I always read about websites getting hacked and thought to myself “Hey these guys should spend some time on securing their websites”. I always thought that I would not be hacked as I did not leave my passwords on public computers and changed my passwords regularly. Boy was I wrong. Today some one placed a comment on my post. The comment was in Russian or Turkish language and I was really surprised that the comment appeared on the post without giving me the chance of moderating and approving it.
I tried to logging into the WordPress admin panel and was unsuccessful. The only thing I got was the dreaded “Incorrect username/password” message.
This called for drastic actions and I did the following.
- First I did damage control by renaming my blog folder via FTP
- Then I went into my hosting account and changed the database username and password
- I then connected via PHPMyAdmin and deleted the spam users on my blog.

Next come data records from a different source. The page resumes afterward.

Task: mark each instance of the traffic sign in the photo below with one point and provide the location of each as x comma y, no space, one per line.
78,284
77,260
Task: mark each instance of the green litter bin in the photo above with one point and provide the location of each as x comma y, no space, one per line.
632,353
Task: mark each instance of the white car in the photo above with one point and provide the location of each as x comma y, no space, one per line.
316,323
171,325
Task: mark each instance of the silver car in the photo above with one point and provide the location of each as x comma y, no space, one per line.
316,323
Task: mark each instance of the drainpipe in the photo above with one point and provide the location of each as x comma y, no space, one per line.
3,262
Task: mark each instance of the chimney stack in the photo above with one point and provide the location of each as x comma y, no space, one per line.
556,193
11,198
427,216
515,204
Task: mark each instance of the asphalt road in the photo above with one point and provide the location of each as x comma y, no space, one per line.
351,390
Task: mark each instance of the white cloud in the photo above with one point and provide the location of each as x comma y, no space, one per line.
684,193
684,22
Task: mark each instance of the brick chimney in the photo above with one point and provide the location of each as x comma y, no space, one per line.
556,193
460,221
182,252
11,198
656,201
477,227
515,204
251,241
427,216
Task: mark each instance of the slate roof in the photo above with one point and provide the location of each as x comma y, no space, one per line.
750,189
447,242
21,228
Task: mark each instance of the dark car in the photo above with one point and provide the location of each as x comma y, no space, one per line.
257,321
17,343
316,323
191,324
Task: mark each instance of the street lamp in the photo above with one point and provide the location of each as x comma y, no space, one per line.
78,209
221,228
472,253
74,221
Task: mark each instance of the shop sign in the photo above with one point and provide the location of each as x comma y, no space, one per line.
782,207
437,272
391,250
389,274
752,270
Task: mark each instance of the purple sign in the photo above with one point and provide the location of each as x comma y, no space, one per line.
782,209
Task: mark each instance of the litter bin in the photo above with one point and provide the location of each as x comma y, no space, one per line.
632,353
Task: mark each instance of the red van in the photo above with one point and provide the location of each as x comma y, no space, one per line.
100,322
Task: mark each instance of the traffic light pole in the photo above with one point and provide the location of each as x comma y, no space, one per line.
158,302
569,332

- I did a backup of the wp_posts table and exported the SQL to my local computer
- I then dropped the complete database
- I then deleted the complete blog folder online
- I uploaded the latest WordPress 2.9.2 version online and installed a fresh copy
- I then uploaded the Lightword theme of WordPress and installed it
All the above steps took 40 minutes or so and my blog was back online. This is the first post I am writing after restoring the blog online.
As I did everything very quickly I did not spend time investigating the reasons how some one got into the WordPress admin panel in the first place and changed the admin password.
The only thing that comes to mind is that I had selected the “Anyone can register” checkbox on the Settings page and this may have allowed any one to register on the website. Then again I have unselected the option for the time being till I get to the bottom of this.
If you have anything to add then do let me know.